Now that NBC’s Brian Williams mess enters its second week, and public reaction seems to range from amusement to outrage, we see, once again, how no industry handles a PR crisis worse than the media business.
This is something we first pointed out two years ago. In this case, think about about this situation was handled. First, the highest-profile company spokesman is put on TV, within an hour of the story breaking, to talk about it. Two factors made this unsuccessful. First, the spokesperson was the subject of the story and second, he was woefully underprepared, using the term “misremembered” that may forever be associated with this ordeal. What a difference it would have made if NBC had bought itself some time.
Then, NBC failed to contain the crisis on Thursday and Friday by letting it spread and grow on multiple platforms while, by its relative silence, taking the “Frank Drebin Approach” to PR. The only thing the network announced is that it would handle an investigation about what happened internally, with one of its own journalists leading the investigation.
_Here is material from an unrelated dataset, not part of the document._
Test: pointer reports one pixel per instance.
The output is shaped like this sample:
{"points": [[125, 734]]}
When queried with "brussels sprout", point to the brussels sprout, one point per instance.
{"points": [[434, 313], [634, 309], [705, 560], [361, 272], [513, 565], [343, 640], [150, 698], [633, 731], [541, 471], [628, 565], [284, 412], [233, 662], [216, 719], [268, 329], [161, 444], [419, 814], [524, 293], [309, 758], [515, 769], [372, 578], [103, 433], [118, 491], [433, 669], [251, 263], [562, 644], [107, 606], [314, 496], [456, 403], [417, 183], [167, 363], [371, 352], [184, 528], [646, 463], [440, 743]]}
A news organization, with its credibility under scrutiny because of the actions of its main anchor (and, importantly managing editor) decides someone else from its own ranks should investigate? How does that make sense?
Finally, on Saturday, Williams issued a statement saying he will take a leave of absence for “several days” because he was the subject of so much news, which had been the case for more than three days. What a mess. If this had been a corporation or government agency making so many PR missteps, you can bet NBC’s talk platforms would be filled with analysis and criticism.
This is a very challenging point for NBC News management, which is now an organization mired in multiple crises. Its longtime cash cow, “Today,” has slipped almost beyond recognition. Its nightly newscasts are watched by an increasingly elderly audience. Its cable unit, MSNBC, may need yet another remake. Its iconic “Meet The Press” lags behind rivals. Networks don’t have the anchor stables they once did by throwing cash at talent just to keep them away from other networks. Do they fire Brian Williams? Do they suspend him? Do they send him on an apology tour (which, if so, should include its hundreds of affiliates who are unwillingly dragged into this)? Whatever they do, a PR strategy should be paramount. We’ll soon find out if they have one.